Association of American Universities Letter to Rep. Wolf Regarding FY 2007 Funding for NASA Science and Aeronautics

Status Report From: Association of American Universities
Posted: Tuesday, June 6, 2006

May 30, 2006
The Honorable Frank R. Wolf
Subcommittee on Science, State, Justice, and Commerce
U.S. House Committee on Appropriations
H-309 Capitol
Washington, D.C. 20515

Dear Chairman Wolf:

As president of the Association of American Universities (AAU), representing 60 leading U.S. public and private research universities, I respectfully request that, as you develop the FY07 Science, State, Justice, and Commerce Appropriation Act, you strive to appropriate no less than $5.5 billion and $959 million in federal funding for NASA's science and aeronautics mission directorates respectively.

We greatly appreciate your work in bringing to the attention of the White House the importance of science funding to maintaining our international competitiveness. Your efforts clearly played a major role in prompting the President to propose the American Competitiveness Initiative. As you know, this presidential initiative proposes to double funding for the basic research conducted at the National Science Foundation, the Department of Energy Office of Science, and the National Institute of Standards and Technology. AAU stands strongly behind this initiative and we know you will do your best to see that it is fully funded. We are concerned, however, that NASA and the important science that it conducts was not included by the President as a part of the ACI.

As we have stated in previous meetings with Committee staff, we are strong supporters of NASA and its operations. Indeed, we support President Bush's Vision for Space Exploration (VSE) and appreciate the importance of a vibrant space exploration program. However, in planning for the VSE, the development of the new Crew Exploration Vehicle, and U.S. support of the International Space Station, it is our view that NASA must strike an appropriate balance between funding its science, aeronautics, and exploration missions, as all three mission directorates are vital to the overall future success of NASA.

Unfortunately, the Administration's FY07 budget request does not strike the critical funding balance among NASA's mission directorates. As you know, the FY07 budget request calls for $5.3 billion in funding for the science mission directorate an increase of approximately 1.5 percent from the FY06 funding level. For the aeronautics mission directorate, the budget request calls for $724 million -- an 18 percent cut from FY06 funding levels. Unfortunately, these proposed funding levels for science and aeronautics fall well short of previous budget projections for NASA. Moreover, these proposed funding levels run contrary to the five-year budget plan that was released in concert with the Administration's VSE in 2004, the NASA Authorization Act of 2005, and previous National Academies of Science Decadal Surveys.

More specifically, I think it is important to note that the five-year budget plan released in 2004 called for programs within the science mission directorate to grow robustly from $5.5 billion in 2004 to $7 billion in 2008. In terms of funding for the aeronautics mission directorate, the budget plan called for an overall funding level of $959 million. These funding levels -- as called for in the budget plan -- are neither dramatic nor are they unfeasible. In fact, we believe the funding increases are a necessity if NASA is to achieve the important budgetary balance between its mission directorates.

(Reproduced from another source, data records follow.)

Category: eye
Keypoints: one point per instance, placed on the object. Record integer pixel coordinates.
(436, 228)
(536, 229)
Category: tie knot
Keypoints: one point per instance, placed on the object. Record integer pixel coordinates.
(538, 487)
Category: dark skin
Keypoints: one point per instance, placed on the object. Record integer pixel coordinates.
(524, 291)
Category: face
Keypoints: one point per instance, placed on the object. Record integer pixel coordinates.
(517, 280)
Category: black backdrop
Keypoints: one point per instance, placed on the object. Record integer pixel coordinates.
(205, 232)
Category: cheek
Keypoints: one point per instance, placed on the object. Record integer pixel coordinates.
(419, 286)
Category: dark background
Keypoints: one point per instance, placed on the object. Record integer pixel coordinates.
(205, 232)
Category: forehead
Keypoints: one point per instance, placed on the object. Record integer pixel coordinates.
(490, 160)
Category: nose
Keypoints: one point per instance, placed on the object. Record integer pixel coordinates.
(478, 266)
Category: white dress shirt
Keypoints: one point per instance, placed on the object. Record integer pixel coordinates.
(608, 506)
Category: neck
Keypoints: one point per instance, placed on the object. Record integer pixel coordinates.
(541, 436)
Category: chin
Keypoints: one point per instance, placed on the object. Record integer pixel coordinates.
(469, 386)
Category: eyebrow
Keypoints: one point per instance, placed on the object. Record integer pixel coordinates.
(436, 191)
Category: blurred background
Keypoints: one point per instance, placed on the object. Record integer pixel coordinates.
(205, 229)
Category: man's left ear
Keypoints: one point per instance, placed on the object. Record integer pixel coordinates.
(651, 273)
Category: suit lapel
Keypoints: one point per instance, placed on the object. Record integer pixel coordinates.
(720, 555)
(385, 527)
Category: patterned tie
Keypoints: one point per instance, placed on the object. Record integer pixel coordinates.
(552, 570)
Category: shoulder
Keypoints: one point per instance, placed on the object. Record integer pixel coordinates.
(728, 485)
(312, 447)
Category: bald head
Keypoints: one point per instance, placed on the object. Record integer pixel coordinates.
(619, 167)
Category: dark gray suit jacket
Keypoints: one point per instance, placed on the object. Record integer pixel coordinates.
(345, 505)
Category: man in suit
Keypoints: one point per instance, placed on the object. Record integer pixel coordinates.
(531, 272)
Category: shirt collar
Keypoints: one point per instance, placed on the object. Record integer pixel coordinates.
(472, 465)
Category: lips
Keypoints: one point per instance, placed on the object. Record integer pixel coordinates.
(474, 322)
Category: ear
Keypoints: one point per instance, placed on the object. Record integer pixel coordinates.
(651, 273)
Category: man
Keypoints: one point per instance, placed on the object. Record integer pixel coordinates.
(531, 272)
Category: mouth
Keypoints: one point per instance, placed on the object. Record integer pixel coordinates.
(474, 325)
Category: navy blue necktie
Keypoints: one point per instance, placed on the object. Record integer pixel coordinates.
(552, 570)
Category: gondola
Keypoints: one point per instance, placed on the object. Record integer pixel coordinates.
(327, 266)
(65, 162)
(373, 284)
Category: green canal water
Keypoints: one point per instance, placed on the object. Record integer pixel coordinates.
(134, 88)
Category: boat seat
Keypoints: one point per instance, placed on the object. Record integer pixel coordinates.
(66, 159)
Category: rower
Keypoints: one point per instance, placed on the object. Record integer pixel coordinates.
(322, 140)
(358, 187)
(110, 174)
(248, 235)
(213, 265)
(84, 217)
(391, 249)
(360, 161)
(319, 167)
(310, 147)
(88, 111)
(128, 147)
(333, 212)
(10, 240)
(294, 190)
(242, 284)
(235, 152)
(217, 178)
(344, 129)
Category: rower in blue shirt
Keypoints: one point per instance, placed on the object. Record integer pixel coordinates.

Like the budget plan, the NASA Authorization Act of 2005 mandated higher levels of funding for both science and aeronautics. In particular, the bill authorized approximately $6.1 billion for NASA's science and education missions and programs. For the aeronautics mission the bill authorized $962 million. Again, these are funding levels that strike a balance among the mission directorates and allow for full funding of important science and aeronautics programs.

We certainly hope that, as a member of the House Appropriations Committee, you take into account the concerns addressed in this letter and appropriate an increased level of funding for NASA's science and aeronautics missions. Moreover, we hope that any increased level of funding will be used to conduct the following initiatives:

  1. Restore the 15 percent cut to NASA's Research and Analysis grants. NASA's R&A grants not only are important to maintaining the scientific vitality of the agency, but they also provide real opportunities for young scientists and researchers to analyze data garnered from current NASA missions.
  2. Provide an appropriate balance between NASA's flagship, medium and small missions, including renewing the financial commitment to vital programs such as Explorer and Discovery.
  3. Restore funding to NASA's aeronautics research and development program. Last year's appropriation and authorization bills stressed the importance of investing in NASA's aeronautics program. Yet, the Administration's budget request runs contrary to Congressional intent.

Before ending this letter, the AAU and its membership would be remiss if we did not mention our appreciation for the re-establishment of the NASA Advisory Committee (NAC). We very much hope that the advisory committee structure will improve NASA's science planning and budgeting in the future. While the NAC Science Subcommittee has just begun its work, we would like to note that their preliminary reports strongly support enhancing NASA's proposed budget for science in order to support the R&A program, technology development, small explorers, astrobiology, and the National Academies Space Studies Board's recommendations for program balance and continued community involvement.

AAU Recommendation

In this regard, AAU strongly encourages members of the House Appropriations Committee to fund NASA science and aeronautics at no less than $5.5 billion and $959 million respectively for fiscal year 2007.